Segundo ponto da argumentação (2,15
- 5,12)
Tema (2,15-21)
Tanto os judeus
como os pecadores da gentilidade são justificados somente pela fé em Jesus
Cristo. Nunca alguém é justificado pelas obras da Lei. Estamos abandonando a
Lei porque queremos a ela obedecer, enquanto damos a nossa adesão de fé àquele
que a mesma anuncia como “aquele que devemos escutar” (Dt 18,15.18; cf. Jo
5,46). Se abandonamos aquele em quem acabamos de acreditar, para constituir a
Lei princípio da nossa justificação em virtude da prática das obras que ela
prescreve, é então que nos tornamos transgressores. O princípio da nossa
vivificação é Cristo imolado. A sua vida está em mim por causa da minha fé
nele. Num sentido real, é ele que “vive em mim”, porque ele, no seu amor, se
entregou por mim e estabeleceu em mim o Espírito, princípio da minha
libertação, da vida de filho, herdeiro da vida eterna. Quando professo que é
pela Lei que vem a justiça, eu já não reconheço a necessidade da imolação de
Cristo.
Reflexão
Em
Gl 1-2, Paulo colocou premissas em vista de uma argumentação que destruiria as
pretensões dos judaizantes. Na parte final se expressa de forma enfática.
Embora não apresente, por si, uma doutrina nova, a forma nos permite captar a
profundeza da realidade que se estabeleceu com a graça que Cristo nos mereceu.
Ela sobressai de forma peculiar pela confrontação entre a Lei e a imolação de Cristo.

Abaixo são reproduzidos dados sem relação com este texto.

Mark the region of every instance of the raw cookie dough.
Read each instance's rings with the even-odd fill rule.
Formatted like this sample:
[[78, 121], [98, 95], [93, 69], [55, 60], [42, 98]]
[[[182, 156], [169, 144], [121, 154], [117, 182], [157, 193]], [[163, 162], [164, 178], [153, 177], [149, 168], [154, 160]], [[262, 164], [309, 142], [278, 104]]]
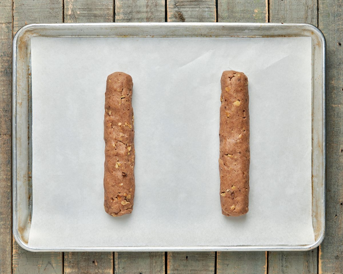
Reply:
[[222, 213], [238, 216], [249, 210], [249, 97], [248, 78], [226, 71], [221, 79], [219, 173]]
[[113, 216], [130, 213], [133, 206], [133, 85], [132, 78], [123, 72], [115, 72], [107, 77], [104, 120], [104, 206]]

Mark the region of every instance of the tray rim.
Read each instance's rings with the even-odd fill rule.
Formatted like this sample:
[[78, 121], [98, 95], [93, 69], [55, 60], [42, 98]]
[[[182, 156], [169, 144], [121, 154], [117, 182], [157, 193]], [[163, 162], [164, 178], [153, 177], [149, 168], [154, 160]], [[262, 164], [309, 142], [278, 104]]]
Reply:
[[[316, 36], [320, 43], [319, 45], [321, 46], [321, 54], [322, 60], [322, 66], [321, 68], [322, 70], [322, 136], [323, 144], [322, 157], [322, 185], [323, 189], [322, 195], [321, 196], [322, 202], [323, 204], [323, 219], [322, 220], [322, 225], [321, 227], [320, 232], [318, 238], [315, 242], [312, 244], [304, 245], [235, 245], [235, 246], [99, 246], [99, 247], [32, 247], [28, 246], [27, 243], [23, 240], [20, 233], [18, 225], [18, 216], [17, 207], [17, 151], [16, 151], [16, 93], [17, 93], [17, 50], [20, 39], [21, 37], [25, 35], [28, 35], [29, 38], [34, 35], [32, 31], [34, 30], [37, 28], [42, 27], [48, 28], [66, 28], [66, 27], [74, 27], [76, 28], [87, 28], [94, 27], [110, 27], [114, 28], [121, 27], [149, 27], [149, 26], [167, 27], [172, 28], [189, 27], [245, 27], [251, 28], [256, 28], [258, 27], [261, 28], [272, 28], [275, 27], [300, 27], [303, 30], [310, 31], [311, 37], [313, 38]], [[31, 31], [30, 34], [29, 32]], [[27, 33], [28, 33], [27, 34]], [[39, 36], [39, 35], [38, 35]], [[166, 36], [169, 37], [170, 36]], [[177, 37], [176, 35], [175, 37]], [[186, 35], [184, 36], [191, 36], [191, 35]], [[194, 36], [200, 36], [194, 35]], [[204, 36], [206, 37], [207, 36]], [[279, 35], [275, 36], [254, 36], [252, 37], [275, 37], [279, 36], [286, 37], [285, 35]], [[303, 36], [307, 36], [305, 35]], [[131, 35], [128, 37], [137, 37]], [[54, 37], [54, 36], [52, 36]], [[55, 36], [61, 37], [61, 36]], [[67, 36], [63, 36], [67, 37]], [[81, 37], [75, 36], [71, 36], [70, 37]], [[84, 37], [91, 37], [87, 36]], [[101, 37], [101, 36], [98, 36]], [[111, 37], [110, 36], [110, 37]], [[115, 37], [115, 36], [112, 36]], [[117, 36], [118, 37], [118, 36]], [[120, 36], [119, 36], [120, 37]], [[142, 36], [140, 36], [142, 37]], [[144, 37], [143, 36], [142, 37]], [[151, 37], [148, 36], [147, 37]], [[155, 36], [157, 37], [157, 36]], [[230, 37], [225, 36], [225, 37]], [[233, 36], [232, 37], [237, 37]], [[238, 37], [251, 37], [240, 36]], [[25, 25], [20, 29], [16, 33], [13, 38], [13, 43], [12, 54], [12, 212], [13, 212], [13, 233], [14, 239], [19, 245], [26, 250], [31, 251], [305, 251], [310, 250], [318, 247], [323, 241], [325, 234], [325, 216], [326, 216], [326, 45], [325, 37], [321, 31], [317, 27], [309, 24], [305, 23], [56, 23], [56, 24], [34, 24]], [[314, 65], [311, 65], [313, 67]], [[312, 72], [313, 74], [313, 72]], [[313, 92], [313, 91], [312, 91]], [[313, 125], [312, 125], [313, 128]], [[312, 135], [313, 137], [313, 135]], [[313, 149], [313, 148], [312, 148]], [[312, 153], [313, 157], [313, 153]], [[313, 159], [312, 159], [313, 162]], [[313, 181], [312, 181], [313, 185]], [[312, 195], [312, 201], [313, 200]], [[312, 207], [313, 208], [313, 207]], [[312, 216], [313, 218], [313, 216]]]

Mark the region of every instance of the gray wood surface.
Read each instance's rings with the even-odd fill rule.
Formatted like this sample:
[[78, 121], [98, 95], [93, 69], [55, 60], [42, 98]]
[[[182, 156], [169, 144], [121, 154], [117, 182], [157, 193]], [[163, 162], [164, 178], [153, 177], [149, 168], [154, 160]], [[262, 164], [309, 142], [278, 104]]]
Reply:
[[116, 22], [164, 22], [164, 0], [116, 0]]
[[[117, 0], [115, 21], [164, 22], [164, 0]], [[164, 252], [115, 252], [115, 273], [118, 274], [164, 273]]]
[[164, 252], [115, 252], [116, 274], [164, 274]]
[[218, 22], [268, 22], [267, 4], [265, 0], [218, 0]]
[[[112, 0], [64, 1], [64, 21], [66, 22], [113, 21]], [[113, 273], [113, 253], [65, 252], [64, 270], [66, 274]]]
[[[309, 23], [316, 25], [317, 7], [316, 0], [270, 0], [270, 21], [273, 23]], [[269, 252], [268, 273], [279, 273], [282, 270], [283, 273], [289, 274], [312, 273], [314, 269], [317, 269], [317, 250], [297, 253]], [[299, 270], [304, 272], [299, 272]]]
[[317, 24], [317, 0], [270, 0], [270, 22]]
[[[13, 6], [15, 33], [27, 24], [62, 22], [61, 0], [14, 0]], [[19, 247], [14, 241], [13, 256], [13, 273], [62, 272], [63, 262], [61, 252], [29, 252]]]
[[64, 0], [64, 1], [66, 23], [113, 22], [113, 0]]
[[343, 2], [319, 0], [326, 39], [326, 227], [318, 273], [343, 273]]
[[[265, 22], [268, 17], [268, 2], [263, 0], [217, 0], [218, 20]], [[343, 3], [341, 0], [319, 0], [318, 2], [317, 17], [316, 0], [270, 0], [269, 17], [272, 22], [314, 25], [317, 24], [318, 18], [319, 27], [326, 36], [327, 163], [325, 239], [319, 251], [268, 252], [268, 270], [265, 269], [265, 252], [256, 252], [255, 255], [252, 252], [218, 252], [216, 262], [218, 273], [259, 273], [267, 271], [270, 273], [316, 273], [317, 268], [318, 273], [343, 273], [343, 76], [341, 72]], [[163, 22], [165, 16], [170, 22], [216, 21], [215, 1], [167, 0], [166, 8], [167, 12], [165, 14], [164, 1], [161, 0], [117, 0], [115, 7], [107, 0], [65, 0], [64, 3], [63, 0], [0, 1], [0, 273], [12, 273], [12, 262], [13, 273], [61, 273], [63, 267], [66, 273], [71, 273], [164, 272], [164, 252], [116, 253], [114, 262], [111, 253], [80, 256], [81, 253], [68, 252], [64, 254], [63, 264], [61, 253], [28, 252], [14, 242], [12, 261], [11, 47], [12, 26], [15, 33], [25, 24], [61, 22], [63, 17], [65, 22], [111, 22], [114, 12], [118, 22]], [[213, 273], [215, 256], [215, 252], [168, 252], [167, 270], [169, 273]], [[111, 261], [115, 269], [113, 266], [102, 268], [103, 265], [109, 265]], [[98, 267], [98, 265], [100, 266]]]
[[13, 239], [13, 274], [62, 274], [62, 252], [29, 252]]
[[317, 273], [317, 249], [306, 252], [270, 252], [269, 274]]
[[14, 33], [25, 25], [62, 22], [62, 0], [13, 0]]
[[215, 0], [167, 0], [168, 22], [215, 22]]
[[[167, 0], [168, 22], [215, 22], [214, 1]], [[213, 273], [215, 252], [168, 252], [167, 273], [171, 274]]]
[[65, 252], [64, 274], [112, 274], [112, 252]]
[[214, 252], [168, 252], [168, 274], [213, 274]]
[[217, 274], [267, 274], [267, 252], [218, 252]]
[[11, 193], [12, 2], [0, 2], [0, 273], [12, 268]]
[[[220, 22], [266, 22], [268, 21], [267, 2], [265, 0], [218, 0]], [[217, 252], [218, 274], [264, 273], [267, 271], [267, 253]]]

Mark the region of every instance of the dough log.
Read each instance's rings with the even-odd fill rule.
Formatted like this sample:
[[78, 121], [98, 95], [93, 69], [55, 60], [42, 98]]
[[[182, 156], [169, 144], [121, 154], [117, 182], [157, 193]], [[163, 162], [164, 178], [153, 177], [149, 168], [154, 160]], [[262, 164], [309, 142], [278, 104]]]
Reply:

A justificação pela prática da Lei é algo ínfimo em relação à graça que Cristo
mereceu com a sua Morte e que nos é dado alcançar pela fé. Em Romanos, Paulo
provará que pela Lei ninguém se justifica. Resultará, então, totalmente
equivocada a pretensão dos judeus de poder avançar méritos diante de Deus pela
prática irrepreensível das suas prescrições,
enquanto, pela dignidade de Cristo e pela gratuidade do dom por parte de Deus,
a justificação pela fé, alcança, de fato, a libertação da escravidão do pecado
e a comunhão com Deus em virtude do Espírito que Cristo nos mereceu com a sua
Morte, a ponto de podermos dizer que pela unidade que o Espírito estabelece,
“se realmente o Espírito habita em nós”, que “é Cristo que vive em nós”. A
co-responsabilidade do fiel é ilustrada por Jo 14 onde o Cristo que volta vivo
e faz viver, condiciona a sua presença à observância dos seus mandamentos.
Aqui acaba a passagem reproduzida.